Work has been very interesting: four field visits to schools, a couple of which were in the deep bush (i.e. Dongongwe, with a population of 150) and every trip gives more credit to the work my organization does. In the spirit of keeping single blog posts from turning into novels, I'll cut off here, but since karaoke and beach trips are the only weekend plans, I'll discuss some of the cooler aspects of my work next week.

Also, I've been getting individual requests for topics: mannerisms, food, intensity of religion, etc... so if anyone wants to know anything specific about Zanzibar, I'd be happy to share. There are all sorts of subtleties that I don't think to mention, but it's really some of the more interesting stuff.

Hoping you all have well-thought-out Hallowe'en costumes,

Graham

Tuesday, October 7, 2008

Ask your mom or ask your dad

So I’m starting to regret bringing my Macbook to Zanzibar. It’s perpetually dusty everywhere and my fresh white keyboard has turned a grimy shade of brown. I went to plug in a flash drive today and a spider crawled out of the USB port. It’s got me wondering if Apple covers insect-induced short circuits?

Now that Ramadhan is finished, my host organization’s doors finally opened… on the one-month anniversary of arriving in Zanzibar. Luckily, my intern predecessor kept some seriously intricate records of her 8-month internship and it looks like I’ve got plenty of work to do. My main responsibility is writing “profiles” of our network of preschools, which often involves me visiting these schools: hanging out with the kids, listening to their stories, taking pictures and so on… my first school visit is tomorrow.

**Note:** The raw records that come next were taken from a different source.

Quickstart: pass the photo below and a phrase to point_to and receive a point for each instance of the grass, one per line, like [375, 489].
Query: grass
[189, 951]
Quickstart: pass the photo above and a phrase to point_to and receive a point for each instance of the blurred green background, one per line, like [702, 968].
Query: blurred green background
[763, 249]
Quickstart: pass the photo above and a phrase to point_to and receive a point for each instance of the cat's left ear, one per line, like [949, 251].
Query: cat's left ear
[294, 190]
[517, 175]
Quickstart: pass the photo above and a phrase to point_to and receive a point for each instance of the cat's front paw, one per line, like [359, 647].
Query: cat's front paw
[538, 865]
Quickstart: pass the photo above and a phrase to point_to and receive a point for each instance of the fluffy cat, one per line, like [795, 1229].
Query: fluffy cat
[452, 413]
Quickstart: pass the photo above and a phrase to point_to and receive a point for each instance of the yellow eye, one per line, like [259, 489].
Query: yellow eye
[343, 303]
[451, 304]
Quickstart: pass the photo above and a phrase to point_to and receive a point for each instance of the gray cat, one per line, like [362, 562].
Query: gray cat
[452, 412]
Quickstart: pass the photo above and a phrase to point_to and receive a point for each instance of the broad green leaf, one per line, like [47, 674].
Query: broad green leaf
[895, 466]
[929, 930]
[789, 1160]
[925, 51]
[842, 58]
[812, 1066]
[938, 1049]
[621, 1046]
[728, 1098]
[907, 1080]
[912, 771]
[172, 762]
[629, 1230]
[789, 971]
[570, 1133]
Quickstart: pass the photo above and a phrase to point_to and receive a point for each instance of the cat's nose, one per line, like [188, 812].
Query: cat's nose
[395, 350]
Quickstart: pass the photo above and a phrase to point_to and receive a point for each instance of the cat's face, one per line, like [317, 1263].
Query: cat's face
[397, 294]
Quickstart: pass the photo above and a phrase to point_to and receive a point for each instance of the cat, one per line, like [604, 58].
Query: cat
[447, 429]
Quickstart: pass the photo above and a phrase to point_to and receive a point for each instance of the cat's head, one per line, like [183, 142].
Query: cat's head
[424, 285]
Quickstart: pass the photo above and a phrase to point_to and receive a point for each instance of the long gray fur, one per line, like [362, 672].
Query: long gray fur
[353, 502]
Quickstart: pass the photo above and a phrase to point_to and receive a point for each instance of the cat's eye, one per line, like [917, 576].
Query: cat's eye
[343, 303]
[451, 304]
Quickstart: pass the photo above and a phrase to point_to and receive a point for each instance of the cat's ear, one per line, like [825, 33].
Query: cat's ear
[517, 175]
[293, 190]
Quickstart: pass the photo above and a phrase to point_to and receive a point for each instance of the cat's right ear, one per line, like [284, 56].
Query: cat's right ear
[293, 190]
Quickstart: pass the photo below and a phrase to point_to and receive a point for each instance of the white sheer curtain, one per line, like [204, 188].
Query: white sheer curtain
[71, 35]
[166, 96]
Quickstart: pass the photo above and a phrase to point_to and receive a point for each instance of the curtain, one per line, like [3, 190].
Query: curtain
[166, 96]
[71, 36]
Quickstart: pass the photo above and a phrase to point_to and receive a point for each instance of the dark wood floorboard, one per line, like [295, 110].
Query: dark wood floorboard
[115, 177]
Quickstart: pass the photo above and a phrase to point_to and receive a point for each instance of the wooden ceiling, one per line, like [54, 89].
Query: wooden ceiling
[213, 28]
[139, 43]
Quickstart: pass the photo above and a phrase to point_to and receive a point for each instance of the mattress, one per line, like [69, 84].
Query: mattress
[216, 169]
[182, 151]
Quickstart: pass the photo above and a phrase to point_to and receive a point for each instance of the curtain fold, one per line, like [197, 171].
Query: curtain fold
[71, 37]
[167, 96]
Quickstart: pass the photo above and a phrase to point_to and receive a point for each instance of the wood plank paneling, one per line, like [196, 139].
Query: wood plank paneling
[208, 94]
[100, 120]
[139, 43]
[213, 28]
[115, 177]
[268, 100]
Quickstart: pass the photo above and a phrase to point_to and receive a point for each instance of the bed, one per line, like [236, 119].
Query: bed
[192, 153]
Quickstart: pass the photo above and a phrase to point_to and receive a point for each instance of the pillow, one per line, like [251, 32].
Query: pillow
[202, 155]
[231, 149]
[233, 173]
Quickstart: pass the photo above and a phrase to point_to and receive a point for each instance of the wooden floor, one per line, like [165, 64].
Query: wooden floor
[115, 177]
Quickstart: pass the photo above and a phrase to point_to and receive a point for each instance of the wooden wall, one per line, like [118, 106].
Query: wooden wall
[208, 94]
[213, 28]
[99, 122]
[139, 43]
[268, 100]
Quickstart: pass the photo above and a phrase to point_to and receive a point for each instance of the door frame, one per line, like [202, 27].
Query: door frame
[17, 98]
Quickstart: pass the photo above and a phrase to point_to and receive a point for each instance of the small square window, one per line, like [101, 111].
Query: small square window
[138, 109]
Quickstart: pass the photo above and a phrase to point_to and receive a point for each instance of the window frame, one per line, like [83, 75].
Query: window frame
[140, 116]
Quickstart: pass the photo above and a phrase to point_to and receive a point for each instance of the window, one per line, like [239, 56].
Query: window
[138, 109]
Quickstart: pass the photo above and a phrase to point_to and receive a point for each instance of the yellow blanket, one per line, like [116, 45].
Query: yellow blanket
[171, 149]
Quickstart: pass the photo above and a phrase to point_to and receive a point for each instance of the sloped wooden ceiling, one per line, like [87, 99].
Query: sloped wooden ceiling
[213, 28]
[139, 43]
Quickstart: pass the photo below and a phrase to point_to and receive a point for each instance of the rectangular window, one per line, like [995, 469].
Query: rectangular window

After writing for Metro, I’ve gotten used to pounding out copy under strict time constraints, so throwing these profiles together shouldn’t take too long. There’s plenty more to be done at ZMRC, but I’m also contemplating a side project.

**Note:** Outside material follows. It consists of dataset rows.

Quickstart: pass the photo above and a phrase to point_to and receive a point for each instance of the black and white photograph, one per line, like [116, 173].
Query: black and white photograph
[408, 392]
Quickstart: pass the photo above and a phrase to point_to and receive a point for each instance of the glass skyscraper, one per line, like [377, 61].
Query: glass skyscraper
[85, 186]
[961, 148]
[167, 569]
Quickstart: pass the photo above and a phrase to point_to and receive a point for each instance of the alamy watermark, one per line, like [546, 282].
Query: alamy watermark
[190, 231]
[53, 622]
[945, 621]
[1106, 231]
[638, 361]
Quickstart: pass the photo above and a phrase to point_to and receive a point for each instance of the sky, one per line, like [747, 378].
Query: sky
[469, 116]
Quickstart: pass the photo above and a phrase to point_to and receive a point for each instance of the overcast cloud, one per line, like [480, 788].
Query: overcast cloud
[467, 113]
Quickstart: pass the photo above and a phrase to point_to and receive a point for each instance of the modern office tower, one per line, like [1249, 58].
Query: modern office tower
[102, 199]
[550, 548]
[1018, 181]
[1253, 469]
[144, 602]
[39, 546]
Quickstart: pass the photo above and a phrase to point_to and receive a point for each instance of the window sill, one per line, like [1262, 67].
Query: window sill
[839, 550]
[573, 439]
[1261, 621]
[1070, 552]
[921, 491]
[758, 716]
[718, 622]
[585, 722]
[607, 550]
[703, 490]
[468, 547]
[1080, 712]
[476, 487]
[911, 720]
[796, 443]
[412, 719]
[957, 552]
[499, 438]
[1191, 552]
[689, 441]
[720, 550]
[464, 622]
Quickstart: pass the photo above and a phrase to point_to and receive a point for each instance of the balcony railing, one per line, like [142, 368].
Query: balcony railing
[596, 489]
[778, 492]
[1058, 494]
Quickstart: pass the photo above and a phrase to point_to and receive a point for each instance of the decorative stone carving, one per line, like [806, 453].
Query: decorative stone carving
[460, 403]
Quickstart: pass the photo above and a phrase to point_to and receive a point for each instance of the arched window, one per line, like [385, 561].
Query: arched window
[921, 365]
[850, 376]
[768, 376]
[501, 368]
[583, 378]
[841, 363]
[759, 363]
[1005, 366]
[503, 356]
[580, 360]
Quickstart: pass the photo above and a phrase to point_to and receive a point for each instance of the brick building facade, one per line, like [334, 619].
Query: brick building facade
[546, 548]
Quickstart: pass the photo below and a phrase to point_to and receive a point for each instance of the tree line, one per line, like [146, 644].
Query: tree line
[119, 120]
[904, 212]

I think I mentioned earlier that a local study showed that roughly 8% of young Zanzibaris use heroin. With about 65% of the population under the age of 25, that means that up to 5% of all Zanzibaris use heroin. That’s fucked up. The worldwide usage rate is about a dozen times lower.

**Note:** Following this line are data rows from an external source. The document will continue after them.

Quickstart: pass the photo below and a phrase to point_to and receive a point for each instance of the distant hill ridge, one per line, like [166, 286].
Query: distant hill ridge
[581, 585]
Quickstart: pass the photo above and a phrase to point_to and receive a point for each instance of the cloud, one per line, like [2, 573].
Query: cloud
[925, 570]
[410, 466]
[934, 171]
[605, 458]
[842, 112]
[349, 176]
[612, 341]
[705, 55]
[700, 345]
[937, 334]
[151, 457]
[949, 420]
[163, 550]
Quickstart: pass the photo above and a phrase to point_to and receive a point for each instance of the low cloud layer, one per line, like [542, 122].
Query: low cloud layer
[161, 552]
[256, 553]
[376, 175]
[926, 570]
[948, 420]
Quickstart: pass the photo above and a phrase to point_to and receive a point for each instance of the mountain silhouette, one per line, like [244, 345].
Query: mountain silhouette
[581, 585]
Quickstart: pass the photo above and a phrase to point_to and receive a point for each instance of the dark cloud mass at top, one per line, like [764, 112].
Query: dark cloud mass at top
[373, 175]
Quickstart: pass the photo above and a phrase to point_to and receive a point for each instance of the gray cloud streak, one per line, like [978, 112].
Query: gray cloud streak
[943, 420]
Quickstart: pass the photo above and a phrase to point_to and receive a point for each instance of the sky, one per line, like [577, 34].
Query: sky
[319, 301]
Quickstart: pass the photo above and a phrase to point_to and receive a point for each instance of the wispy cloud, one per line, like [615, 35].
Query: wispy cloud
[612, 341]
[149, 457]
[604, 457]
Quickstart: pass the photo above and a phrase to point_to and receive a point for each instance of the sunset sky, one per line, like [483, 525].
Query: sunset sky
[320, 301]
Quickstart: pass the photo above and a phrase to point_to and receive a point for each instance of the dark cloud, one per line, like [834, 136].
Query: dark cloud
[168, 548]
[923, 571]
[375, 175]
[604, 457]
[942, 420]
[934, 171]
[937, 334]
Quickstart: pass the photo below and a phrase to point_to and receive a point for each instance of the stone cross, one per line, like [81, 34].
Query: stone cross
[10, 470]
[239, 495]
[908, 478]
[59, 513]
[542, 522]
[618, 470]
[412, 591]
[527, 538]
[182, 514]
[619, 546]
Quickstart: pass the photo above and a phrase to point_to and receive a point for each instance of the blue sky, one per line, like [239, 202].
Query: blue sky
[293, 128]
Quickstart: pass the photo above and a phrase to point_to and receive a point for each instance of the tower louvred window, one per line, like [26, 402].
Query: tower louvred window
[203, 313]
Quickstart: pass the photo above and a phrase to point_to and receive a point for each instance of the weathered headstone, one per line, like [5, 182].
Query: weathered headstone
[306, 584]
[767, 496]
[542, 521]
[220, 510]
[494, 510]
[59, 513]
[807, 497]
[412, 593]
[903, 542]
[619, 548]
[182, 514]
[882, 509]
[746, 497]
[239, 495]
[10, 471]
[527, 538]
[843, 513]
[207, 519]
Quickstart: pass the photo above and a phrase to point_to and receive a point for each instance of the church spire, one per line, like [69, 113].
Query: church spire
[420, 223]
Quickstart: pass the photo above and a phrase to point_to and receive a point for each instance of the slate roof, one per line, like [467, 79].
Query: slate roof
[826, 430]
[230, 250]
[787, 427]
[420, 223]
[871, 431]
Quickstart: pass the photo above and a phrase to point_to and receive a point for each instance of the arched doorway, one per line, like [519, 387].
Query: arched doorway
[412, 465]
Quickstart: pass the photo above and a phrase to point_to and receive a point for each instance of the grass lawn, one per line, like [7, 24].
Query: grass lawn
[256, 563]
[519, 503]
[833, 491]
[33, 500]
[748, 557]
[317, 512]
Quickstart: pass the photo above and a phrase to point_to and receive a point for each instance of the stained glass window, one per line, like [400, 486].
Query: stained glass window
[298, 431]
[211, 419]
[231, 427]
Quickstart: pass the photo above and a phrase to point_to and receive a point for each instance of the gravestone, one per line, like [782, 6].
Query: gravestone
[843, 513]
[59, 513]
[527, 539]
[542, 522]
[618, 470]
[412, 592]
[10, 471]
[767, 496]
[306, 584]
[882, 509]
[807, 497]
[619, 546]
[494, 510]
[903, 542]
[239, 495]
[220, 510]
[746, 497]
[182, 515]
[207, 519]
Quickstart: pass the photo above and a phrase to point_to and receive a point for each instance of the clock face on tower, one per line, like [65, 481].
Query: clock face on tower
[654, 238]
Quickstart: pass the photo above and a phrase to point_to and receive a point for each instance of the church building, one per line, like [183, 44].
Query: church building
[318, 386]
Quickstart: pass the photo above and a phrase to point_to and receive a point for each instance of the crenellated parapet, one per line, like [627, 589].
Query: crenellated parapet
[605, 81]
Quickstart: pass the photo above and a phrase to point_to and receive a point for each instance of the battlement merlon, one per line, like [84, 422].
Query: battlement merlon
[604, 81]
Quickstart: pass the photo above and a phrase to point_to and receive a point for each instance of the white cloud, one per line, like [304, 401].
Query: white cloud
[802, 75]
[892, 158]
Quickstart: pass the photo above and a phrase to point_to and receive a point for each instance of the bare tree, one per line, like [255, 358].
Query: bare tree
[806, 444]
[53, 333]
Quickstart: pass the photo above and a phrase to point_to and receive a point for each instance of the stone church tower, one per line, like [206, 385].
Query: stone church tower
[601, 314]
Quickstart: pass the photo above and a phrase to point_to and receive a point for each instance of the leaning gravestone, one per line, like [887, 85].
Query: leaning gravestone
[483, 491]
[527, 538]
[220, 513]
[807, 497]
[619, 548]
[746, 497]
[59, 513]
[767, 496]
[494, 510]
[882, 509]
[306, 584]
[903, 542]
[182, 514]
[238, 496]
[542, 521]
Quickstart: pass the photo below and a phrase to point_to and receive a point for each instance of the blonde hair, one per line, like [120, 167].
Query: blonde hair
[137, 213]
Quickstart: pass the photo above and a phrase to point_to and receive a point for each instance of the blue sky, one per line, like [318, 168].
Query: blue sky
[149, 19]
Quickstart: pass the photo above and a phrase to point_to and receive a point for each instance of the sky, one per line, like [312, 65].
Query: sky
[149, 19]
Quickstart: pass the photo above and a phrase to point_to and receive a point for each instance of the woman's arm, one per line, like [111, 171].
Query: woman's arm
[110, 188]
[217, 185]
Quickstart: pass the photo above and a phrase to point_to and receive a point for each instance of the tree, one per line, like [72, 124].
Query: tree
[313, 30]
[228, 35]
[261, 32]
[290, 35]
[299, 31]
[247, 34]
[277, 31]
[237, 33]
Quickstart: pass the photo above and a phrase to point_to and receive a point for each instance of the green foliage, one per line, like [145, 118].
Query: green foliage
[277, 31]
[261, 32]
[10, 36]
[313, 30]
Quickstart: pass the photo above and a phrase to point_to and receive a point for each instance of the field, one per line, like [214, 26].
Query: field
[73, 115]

More fucked up? The product is cut with so much flour that users barely get high and end up spending all their cash just to chase a fix. To help solve this problem, apparently one in ten heroin users in Stone Town have resorted to a gross little technique called “flash blood.” It’s simple: instead of taking out the needle after you take a hit, your friend uses it to extract your blood, then shoots your blood into his arm to get the residue of the dope. As you can imagine, a bit of a risky practice – particularly when HIV rates are rising.

I’ve got to do something about this, but it’s tough to know what. I’ve been trying to contact local organizations who might have some access to these communities: I figure I’m the last person who could convince a broke, homeless addict not to lift off so I’m better off finding people they trust.

Either way, it’s nice to put my work in context, since these madrasa preschools are giving kids a realistic chance to survive a struggling education system and give them opportunities later in life. When the average size of a single-teacher classroom is 100 kids (sharing a dozen textbooks) it’s easy to see why kids have a hard time sticking with it.

Sorry about that... A bit intense. As a change of pace, here’s three things that speaking Swahili did for me this week:

1. A dude I met on the daladala a few weeks ago called me and invited me to Pemba (Zanzibar’s other main island) for the weekend. I couldn’t go on such short notice, so instead he paid for my daladala to his home 20 minutes outside of town and introduced me to his family over a couple of sodas. I’m going there for dinner tomorrow night, and he already introduced me to the chicken we’ll be eating.

2. Stumbled across a place where a bunch of crates of Cokes being were stacked and managed to negotiate a sweet wholesale price - $6.50 for a crate of 24 (restaurants charge a buck a piece).

3. During a normal day of lounging on a hammock at the normally-empty Kendwa beach, a couple of butt-naked local children ran into the ocean, followed by their deaf older brother and eventually the rest of the entire family. After a few sentences in Swahili, I ended up swimming with them, albeit with my bathing suit.

This week’s strange Swahili lesson is a rant on family:

Mama means mother, which makes sense. Kaka means brother. You’d think dada would mean father, but it doesn’t: it means sister. So I figured papa would be father, but that doesn’t fly either because it means shark. Dad is baba. By the time I get around to this, they think my dad is my sister, who happens to be a shark.

First league basketball game tonight! Time to see if our intense, three-hour, water-deprived practices pay off in victory.